We get asked this question a lot, so it is one worth covering
a DA is a Development Approval - Occasionally required.
A local/state/federal authorities approval for a project that breaches one or more requirements of the city/state/federal plans. The project is individually assessed, and approved if no overwhelming objections are determined or received.
a BA is a Building Approval - Required on most building projects.
An approval issued for the construction of a project by a building certifier.
In Queensland, the majority of building projects require a Building Approval (BA) prior to commencing construction. A Building Certifier is the person that issues this approval for construction. All required plans are submitted to him for assessment first, and if the project ticks all the boxes against the building code, local city plan and state authority legislation, he issues this approval, and then the builder can start building.
In some cases, where the proposed project does not immediately comply with one or more requirements (aka 'acceptable solutions') of the city plan, or state/federal authority legislation, the project is then required to be submitted to that authority for further, individual assessment by that authority. This type of approval is called a Development Approval (DA).
A BA is assessed mostly against the NCC - the National Construction Code - which the DA is not assessed against. That's the Building Certifiers job.
Typical example requiring a BA:
Your designer has produced a great design that ticks all the city plan's boxes for property boundary setbacks, building heights, site cover, character codes and more. You submit the building design plans, engineering plans and any other documents to a private Building Certifier (some councils have building certifiers in-house so you can submit directly to council for a BA. Not Brisbane) and he issues a BA so you can start construction immediately!
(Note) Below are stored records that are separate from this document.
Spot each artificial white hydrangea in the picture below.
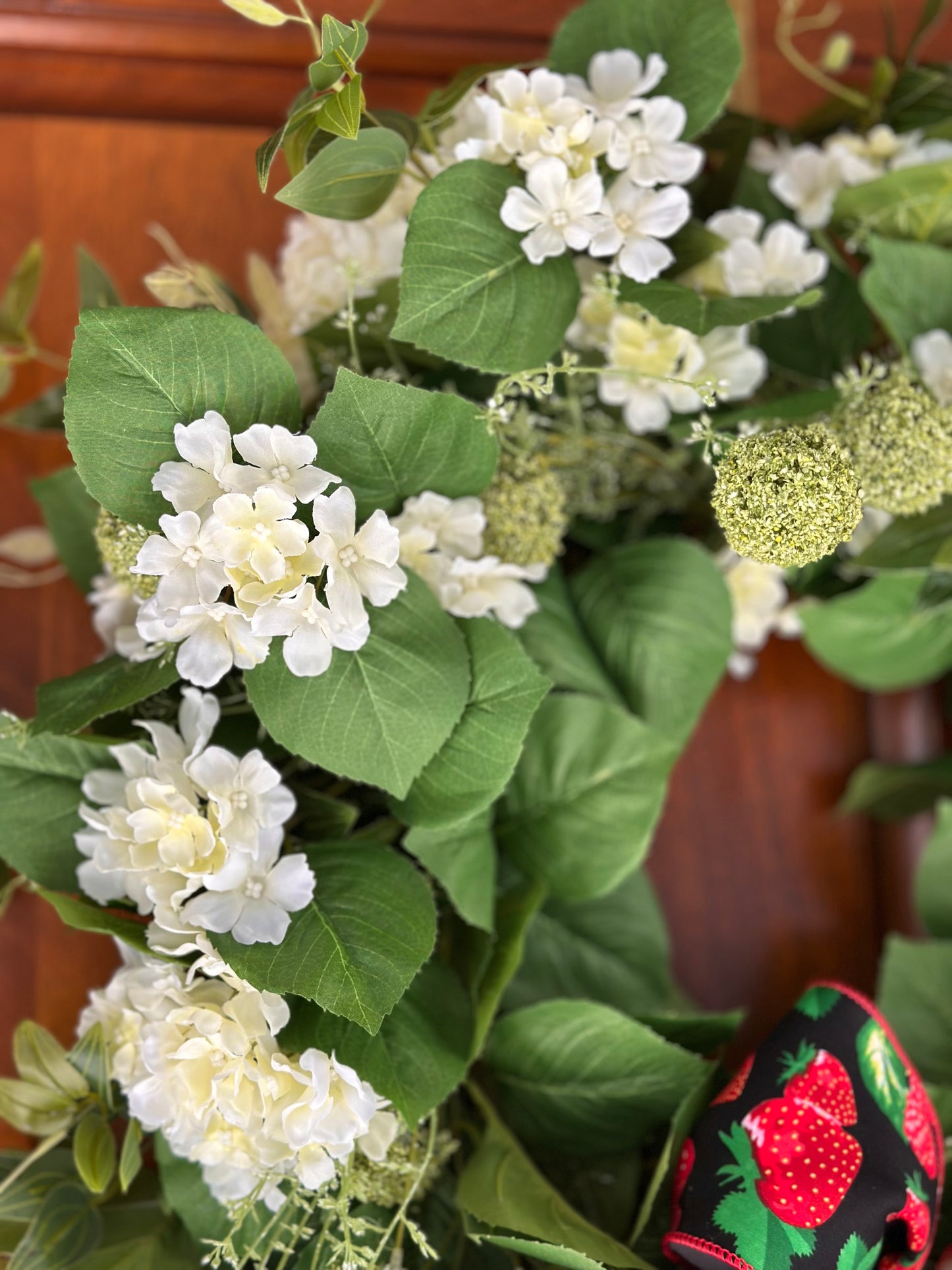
[123,410,406,688]
[78,952,399,1210]
[76,688,315,952]
[393,490,548,627]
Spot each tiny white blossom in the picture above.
[314,485,406,629]
[223,423,340,503]
[251,582,371,677]
[589,177,690,282]
[499,158,604,264]
[182,847,315,944]
[608,96,704,187]
[909,328,952,405]
[212,485,307,583]
[152,410,237,513]
[566,48,667,122]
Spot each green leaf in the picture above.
[72,1111,115,1195]
[281,962,474,1126]
[76,246,122,308]
[274,129,407,221]
[878,935,952,1085]
[486,1000,704,1155]
[30,654,179,734]
[859,236,952,348]
[619,278,822,335]
[856,1018,909,1137]
[393,159,579,374]
[37,879,151,952]
[801,573,952,692]
[65,307,299,529]
[496,693,671,899]
[505,869,674,1015]
[456,1087,642,1270]
[833,160,952,246]
[0,736,114,890]
[519,565,625,706]
[318,75,363,141]
[9,1182,103,1270]
[573,538,734,747]
[549,0,741,138]
[392,618,549,829]
[915,802,952,940]
[312,370,499,517]
[403,809,496,932]
[838,755,952,821]
[29,467,103,594]
[212,841,437,1035]
[245,575,470,797]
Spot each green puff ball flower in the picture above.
[93,507,159,600]
[711,424,863,569]
[482,456,569,565]
[830,364,952,515]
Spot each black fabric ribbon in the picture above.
[665,983,944,1270]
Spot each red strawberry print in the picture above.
[781,1041,857,1125]
[711,1054,754,1107]
[671,1138,697,1230]
[886,1174,932,1252]
[741,1097,863,1229]
[903,1072,939,1177]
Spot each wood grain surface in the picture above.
[0,0,948,1141]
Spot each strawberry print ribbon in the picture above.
[664,983,944,1270]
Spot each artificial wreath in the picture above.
[0,0,952,1270]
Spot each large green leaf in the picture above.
[30,654,179,733]
[245,574,470,797]
[312,370,499,515]
[573,538,733,747]
[29,467,103,594]
[279,962,472,1126]
[519,565,625,706]
[859,236,952,347]
[496,693,671,899]
[404,809,496,931]
[486,1000,704,1155]
[393,618,549,829]
[549,0,741,137]
[274,129,407,221]
[878,935,952,1085]
[833,160,952,246]
[456,1089,642,1267]
[621,278,822,335]
[65,308,301,527]
[212,841,437,1034]
[505,869,673,1015]
[801,573,952,692]
[0,736,114,890]
[393,159,579,374]
[915,797,952,940]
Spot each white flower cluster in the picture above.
[567,266,767,433]
[78,954,399,1210]
[909,328,952,405]
[681,207,830,296]
[393,490,548,627]
[76,688,315,954]
[474,48,704,282]
[717,548,802,679]
[132,410,406,687]
[748,123,952,229]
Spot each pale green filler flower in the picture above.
[482,455,569,565]
[711,424,863,569]
[830,363,952,515]
[93,507,159,600]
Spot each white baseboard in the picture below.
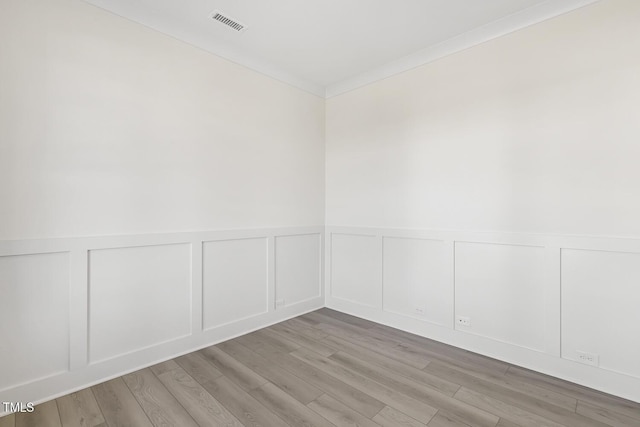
[0,227,324,415]
[325,227,640,402]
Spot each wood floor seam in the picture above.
[0,308,640,427]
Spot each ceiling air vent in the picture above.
[211,10,247,33]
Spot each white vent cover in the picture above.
[211,10,247,33]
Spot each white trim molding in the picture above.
[325,226,640,402]
[325,0,600,98]
[0,226,324,416]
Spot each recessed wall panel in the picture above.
[561,249,640,378]
[455,242,546,351]
[89,244,191,362]
[276,234,321,306]
[382,237,453,326]
[331,233,382,308]
[202,238,268,329]
[0,253,69,392]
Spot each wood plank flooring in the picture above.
[0,309,640,427]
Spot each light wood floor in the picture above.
[0,309,640,427]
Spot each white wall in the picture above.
[0,0,325,415]
[0,0,324,240]
[326,0,640,401]
[326,0,640,237]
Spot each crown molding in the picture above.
[83,0,326,98]
[325,0,601,98]
[84,0,601,98]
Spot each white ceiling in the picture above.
[86,0,598,96]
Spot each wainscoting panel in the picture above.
[382,237,453,326]
[331,234,382,308]
[455,242,545,351]
[0,253,69,392]
[89,244,191,363]
[325,226,640,402]
[202,238,268,330]
[562,249,640,378]
[275,234,322,308]
[0,226,325,416]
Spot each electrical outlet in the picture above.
[576,351,600,366]
[456,316,471,328]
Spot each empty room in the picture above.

A DA is required for judgement to be passed on whether a project will be acceptable to the local community and how much of an impact it will have on the local area. This is heavily assessed against compliance with the authorities plan (such as a local council city plan).
Just because your DA is approved, doesn't mean you automatically can start building. No. A project that has successfully had a DA issued for it, will then be required to obtain a Building Approval to actually commence construction also.
A DA is assessed against the city plan and other planning authority requirements.
Typical example requiring a DA:
Your project design is amazing! The only thing is, it needs to be 10m above NGL for the design to work perfectly. In the majority of Brisbane, QLD - Brisbane City Council's City Plan 2014 allows for a maximum building height of 9.5m above natural ground level (NGL). This doesn't necessarily mean that you can't build it, you just have to submit the project plans to council with a development application to have it individually assesssed by council and for public comment. You submit the plans to council through a private town planner (in Brisbane at least. Some councils have their own town planners so you can submit directly to council), and
The application is publicly listed so other home owners can have their say in the project too. So, is there a chance that the project won't be approved? Yes. But in most cases, a good designer would have been working with a town planner early on to produce a design that, even though it goes beyond the acceptable solutions of the city plan, has a high likelihood of the DA being approved by council.
WHEN DO YOU NEED BOTH?
Whenever a DA is required, you will also need a BA in order to construct the project.
Fun topic! Not particularly. But it is an important piece of knowledge to understand before starting your dream project. Happy designing!